Pinn Hall, 3rd Floor
1340 Jefferson Park Ave
Charlottesville, VA 22903
Our laboratory has several research interests:
- The role of Arf family GTPases and their regulators in the control of cell migration and metastasis – The Arfs are a family of small GTPases that control many aspects of cellular function, including vesicular transport and cytoskeletal dynamics. Like other GTPases, Arfs require accessory proteins to activate them (guanine nucleotide exchange factors, or GEFs) and de-activate them (GTPase activating proteins, or GAPs). We recently discovered that one of the 15 human Arf GEFs, IQSec1/BRAG2, is overexpressed in a large fraction of breast and prostate cancers, where it regulates cell migration and consequently metastasis. We are currently working to understand how IQSec1 and its interacting partners control the disassembly of adhesions to the extracellular matrix, a process that is essential for cell motility.

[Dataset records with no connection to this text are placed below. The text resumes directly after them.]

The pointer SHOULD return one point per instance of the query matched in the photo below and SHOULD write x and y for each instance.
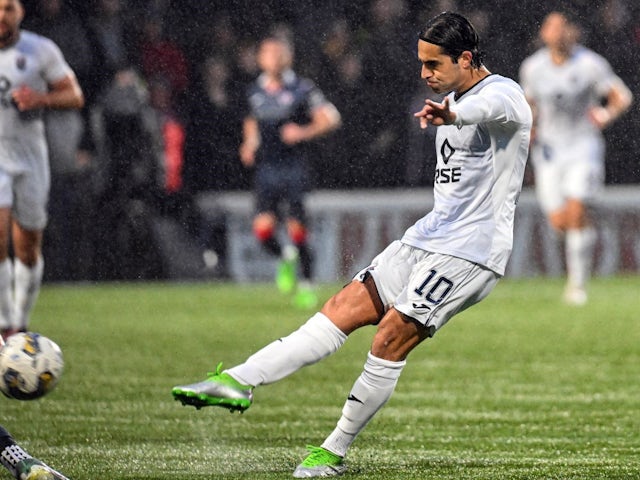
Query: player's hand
(435, 113)
(600, 117)
(26, 98)
(292, 133)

- The cell biology of bacterial pathogenesis – We are examining how the obligate intracellular pathogen Salmonella manipulates host cell cytoskeletal and membrane trafficking machinery to drive its uptake into non-phagocytic epithelial cells, and its survival inside both epithelia and macrophages. We use a combination of genetic, biochemical and morphological approaches (confocal, live cell microscopy, EM) and mouse models to define the roles of specific bacterial and host molecules in pathogenesis in vitro and in vivo.

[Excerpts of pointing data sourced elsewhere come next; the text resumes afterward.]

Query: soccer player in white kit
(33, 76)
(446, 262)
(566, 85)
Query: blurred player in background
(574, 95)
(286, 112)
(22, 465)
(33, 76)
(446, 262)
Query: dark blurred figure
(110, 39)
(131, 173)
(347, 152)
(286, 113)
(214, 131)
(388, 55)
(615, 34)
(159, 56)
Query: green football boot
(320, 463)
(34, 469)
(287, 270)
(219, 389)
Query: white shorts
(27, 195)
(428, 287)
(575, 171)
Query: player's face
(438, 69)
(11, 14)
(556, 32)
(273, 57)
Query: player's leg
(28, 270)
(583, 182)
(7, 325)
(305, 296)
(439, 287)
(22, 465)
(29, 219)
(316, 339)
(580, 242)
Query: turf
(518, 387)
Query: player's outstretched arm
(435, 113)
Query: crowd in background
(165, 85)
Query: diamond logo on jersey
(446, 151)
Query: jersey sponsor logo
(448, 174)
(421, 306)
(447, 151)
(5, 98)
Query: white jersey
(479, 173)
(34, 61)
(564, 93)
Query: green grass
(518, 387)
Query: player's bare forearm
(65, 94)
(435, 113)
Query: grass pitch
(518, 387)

- The innate immune response to bacterial infection – We are also characterizing a novel pattern recognition receptor, BAI1, which mediates the clearance of Gram-negative bacteria by macrophages. We had previously shown that BAI1 recognizes the surface lipopolysaccharide (LPS) expressed by all Gram-negative species, and actively drives bacterial phagocytosis in macrophages. More recently we found that BAI1 not only mediates bacterial internalization, but is also required for the production of reactive oxygen species that ultimately kill internalized bacteria. We are currently working to define the signaling pathways that operate downstream of BAI1 and to define its role in bacterial clearance in vivo.